Se il Sudan vorrà essere rimosso dall’elenco di Stati che sponsorizzano il terrorismo dovrà pagare 330 milioni di dollari (alcuni parlano di 335 milioni di dollari) alle vittime americane di al-Qaeda. Sono, ovviamente, gli Stati Uniti a chiederlo.
L’accordo – che deve ancora essere finalizzato – richiede che il nascente governo sudanese guidato dai civili depositi la cifra in un conto di deposito a garanzia per le famiglie delle vittime di attacchi terroristici in cui l’ex regime sudanese avrebbe svolto un ruolo due decenni fa.
La proposta è emersa dopo l’incontro di qualche giorno fa a Khartoum tra il segretario di stato americano, Mike Pompeo e il primo ministro sudanese Abdalla Hamdok. Una proposta che ha causato rabbia in un Paese dove il livello di povertà tra la popolazione è alto e che sta tentando di ricostruire un futuro dopo la caduta di Omar al-Bashir.

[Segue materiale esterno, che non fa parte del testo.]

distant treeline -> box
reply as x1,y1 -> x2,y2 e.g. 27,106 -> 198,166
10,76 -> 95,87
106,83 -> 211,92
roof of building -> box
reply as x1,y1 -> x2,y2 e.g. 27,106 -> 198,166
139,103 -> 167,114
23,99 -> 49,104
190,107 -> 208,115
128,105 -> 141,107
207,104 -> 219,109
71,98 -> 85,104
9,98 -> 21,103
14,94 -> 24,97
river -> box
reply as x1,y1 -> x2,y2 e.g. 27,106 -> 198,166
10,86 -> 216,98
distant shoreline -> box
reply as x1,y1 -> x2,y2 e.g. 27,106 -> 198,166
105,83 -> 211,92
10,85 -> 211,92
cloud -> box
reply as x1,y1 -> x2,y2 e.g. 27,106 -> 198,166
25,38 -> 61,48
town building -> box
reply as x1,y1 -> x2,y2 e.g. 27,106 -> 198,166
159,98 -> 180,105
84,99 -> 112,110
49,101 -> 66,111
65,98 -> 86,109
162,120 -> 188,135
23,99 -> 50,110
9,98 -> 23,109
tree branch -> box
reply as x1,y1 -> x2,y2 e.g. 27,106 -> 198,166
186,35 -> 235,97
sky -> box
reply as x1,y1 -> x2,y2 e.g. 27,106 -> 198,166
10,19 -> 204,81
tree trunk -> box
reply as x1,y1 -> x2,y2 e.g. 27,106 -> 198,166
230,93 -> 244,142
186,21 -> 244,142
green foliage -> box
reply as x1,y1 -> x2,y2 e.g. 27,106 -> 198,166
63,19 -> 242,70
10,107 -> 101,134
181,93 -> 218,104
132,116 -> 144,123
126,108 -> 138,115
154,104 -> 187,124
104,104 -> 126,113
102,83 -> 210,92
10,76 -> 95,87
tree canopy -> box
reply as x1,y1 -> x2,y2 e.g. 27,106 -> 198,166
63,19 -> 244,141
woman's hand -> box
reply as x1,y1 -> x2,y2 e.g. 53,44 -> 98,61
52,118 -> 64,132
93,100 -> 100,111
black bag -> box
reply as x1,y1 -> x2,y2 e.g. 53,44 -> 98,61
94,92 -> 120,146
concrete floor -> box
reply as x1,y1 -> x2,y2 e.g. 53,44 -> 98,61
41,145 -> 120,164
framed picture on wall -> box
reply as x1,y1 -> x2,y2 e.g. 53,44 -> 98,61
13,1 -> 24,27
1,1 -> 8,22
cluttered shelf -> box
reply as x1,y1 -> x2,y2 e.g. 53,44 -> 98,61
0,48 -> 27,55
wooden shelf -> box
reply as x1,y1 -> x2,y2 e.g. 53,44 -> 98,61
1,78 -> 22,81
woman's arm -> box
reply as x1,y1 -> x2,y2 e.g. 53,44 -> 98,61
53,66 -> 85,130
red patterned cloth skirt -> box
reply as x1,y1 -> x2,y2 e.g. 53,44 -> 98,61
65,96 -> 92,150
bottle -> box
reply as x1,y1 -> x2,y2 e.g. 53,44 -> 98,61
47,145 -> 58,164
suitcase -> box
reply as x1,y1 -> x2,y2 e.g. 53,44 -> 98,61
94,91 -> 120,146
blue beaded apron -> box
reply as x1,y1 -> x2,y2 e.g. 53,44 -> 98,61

Pare che i leader del Governo ad interim sudanese siano concordi al pagamento – in febbraio c’era stato già un primo accordo – vista l’assoluta necessità del Paese di superare l’isolamento diplomatico ed economico e accedere al sistema finanziario internazionale per accedere a prestiti e investimenti.
Sulla lista, dove il Sudan è dal 1993, ci sono anche Nord Corea, Iran e Siria. I fatti – e le vittime – a cui si fa riferimento sono i due attentati alle ambasciate in Tanzania e Kenya nel 1998, opera di al-Qaeda, allora diretta da Osama bin Laden dall’Afghanistan. Morirono 224 persone, 4.000 i feriti.
Tribunali degli Stati Uniti giudicarono il Sudan colpevole di aver fornito supporto ad al-Qaeda quando Bin Laden era residente nel Paese tra il 1991 e il 1996. L’altro attacco in questione è quello all’U.S.S. Cole in Yemen nel 2000 dove morirono 17 marinai statunitensi e 39 rimasero feriti e su cui c’era stato già un accordo di compensazione a febbraio.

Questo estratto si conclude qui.